A spokesperson for U.S. Customs and Border Protection said the agency has intercepted thousands of packages of fake cards from China that “we basically stopped keeping track, because there were so many.”
Thousands of online sellers are claiming to offer near-perfect copies of the cards at prices that have risen sharply in recent weeks, with some now selling a single card for hundreds of dollars. While it’s unclear how many cards successfully make it to people who try to buy them, the federal government is intercepting reams of them.
The FBI warned in March that buying, creating or selling fake vaccination cards are illegal, and the agency has made at least one high-profile arrest of a Chicago pharmacist who was allegedly selling them on eBay. All major American social media and commerce sites, including Etsy, Facebook, Amazon and Twitter, have banned the sale of the cards.
Almost all the seized packages came from Shenzhen, China, the spokesperson said.

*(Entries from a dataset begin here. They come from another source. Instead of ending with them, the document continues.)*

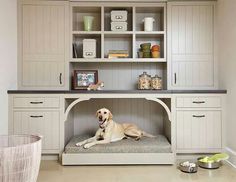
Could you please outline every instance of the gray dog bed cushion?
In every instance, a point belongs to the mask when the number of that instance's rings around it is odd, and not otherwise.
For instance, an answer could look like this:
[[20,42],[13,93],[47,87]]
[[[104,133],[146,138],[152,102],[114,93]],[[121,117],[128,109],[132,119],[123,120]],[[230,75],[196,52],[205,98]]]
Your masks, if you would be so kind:
[[95,145],[89,149],[77,147],[77,142],[90,138],[89,135],[74,136],[65,147],[65,153],[170,153],[171,145],[167,138],[158,135],[155,138],[142,137],[136,141],[134,139],[123,139],[121,141]]

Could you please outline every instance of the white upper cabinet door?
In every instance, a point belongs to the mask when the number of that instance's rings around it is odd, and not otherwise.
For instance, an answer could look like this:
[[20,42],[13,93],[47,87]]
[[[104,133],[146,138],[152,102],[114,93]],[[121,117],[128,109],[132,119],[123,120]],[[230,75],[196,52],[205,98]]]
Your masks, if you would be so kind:
[[19,5],[19,86],[66,87],[68,3],[22,1]]
[[213,2],[168,3],[169,89],[216,88]]

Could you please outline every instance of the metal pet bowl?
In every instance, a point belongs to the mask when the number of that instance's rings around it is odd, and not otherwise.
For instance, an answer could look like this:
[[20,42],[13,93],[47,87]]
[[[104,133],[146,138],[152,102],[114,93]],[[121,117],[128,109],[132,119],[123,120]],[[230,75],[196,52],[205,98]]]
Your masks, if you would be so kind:
[[[194,163],[194,162],[193,162]],[[190,166],[183,166],[182,165],[183,162],[181,162],[179,164],[179,169],[182,171],[182,172],[185,172],[185,173],[196,173],[197,170],[198,170],[198,165],[196,163],[194,163],[196,165],[196,167],[190,167]]]
[[211,162],[211,163],[201,162],[200,160],[203,159],[203,158],[205,158],[205,156],[204,157],[199,157],[197,159],[198,165],[201,168],[204,168],[204,169],[218,169],[222,165],[222,162]]

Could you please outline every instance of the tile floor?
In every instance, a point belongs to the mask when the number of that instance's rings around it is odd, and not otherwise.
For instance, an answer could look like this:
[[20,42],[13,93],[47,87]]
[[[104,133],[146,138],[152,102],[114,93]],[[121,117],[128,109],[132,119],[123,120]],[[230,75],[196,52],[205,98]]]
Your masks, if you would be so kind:
[[176,166],[61,166],[42,161],[38,182],[236,182],[236,169],[228,164],[217,170],[199,169],[186,174]]

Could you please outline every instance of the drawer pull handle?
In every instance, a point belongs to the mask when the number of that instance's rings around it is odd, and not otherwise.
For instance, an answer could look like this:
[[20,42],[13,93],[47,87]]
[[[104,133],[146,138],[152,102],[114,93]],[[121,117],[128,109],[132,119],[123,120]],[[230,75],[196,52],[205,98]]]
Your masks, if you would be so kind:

Real versions of the cards, created by the Centers for Disease Control and Prevention to help people keep track of their shots, are free for whoever is vaccinated, which is also free. But since the U.S. doesn’t have a deliberate national system to validate who’s been vaccinated and only a handful of states have rolled out digital verification, the cards have inadvertently become one of the best ways to show evidence that someone’s been vaccinated.
But users offering cards for sale are rampant on the messaging app Telegram, headquartered in the United Arab Emirates, and which rarely moderates user content. While Telegram is still sparsely used in the U.S., it’s become more popular in the past year, especially with the far right. In January, its founder, Pavel Durov, announced the app had reached half a billion active users worldwide.
Researchers at the cybersecurity company Check Point have identified around 10,000 Telegram users claiming to sell fake vaccination cards, Brian Linder, the company’s emerging threat expert, said.
After President Joe Biden signed two executive orders last Thursday that drastically increased the number of Americans who would have to get vaccinated to stay employed, the cost of black market fake cards roughly doubled from $100 to $200, Linder said. Sellers almost always ask for payment in bitcoin and often request specific personal information that wouldn’t be necessary to mail a blank fake vaccination card, he added.
“What people don’t realize of course is, God only knows where their identity and their financial information are ending up,” Linder said. Representatives for Telegram didn’t respond to a request for comment.
Three self-proclaimed vaccination card sellers, contacted by NBC News on Telegram, said that they demanded bitcoin payment for cards. Each asked for more personal information than would be necessary to mail a blank card, like date of birth and telephone number, making a verity of claims. about why they needed such information to “register” a buyer’s information. One said the information would be sent to a doctor, while another said it would go to the CDC. None of the three were willing to explain what such registration actually meant. While it’s unclear how many sellers on Telegram actually send the fake cards, Customs and Border Protection has intercepted “thousands” of them in recent months, a spokesperson said in an emailed statement.
“Unvaccinated individuals who use fraudulent vaccine cards put themselves, their loved ones, and their fellow Americans at risk of contracting COVID-19,” the spokesperson said. “Additionally, the unauthorized use of an official government agency’s seal (such as that of the Department of Health and Human Services or the Centers for Disease Control and Prevention) is a federal crime, and may be punishable under Title 18 United States Code.”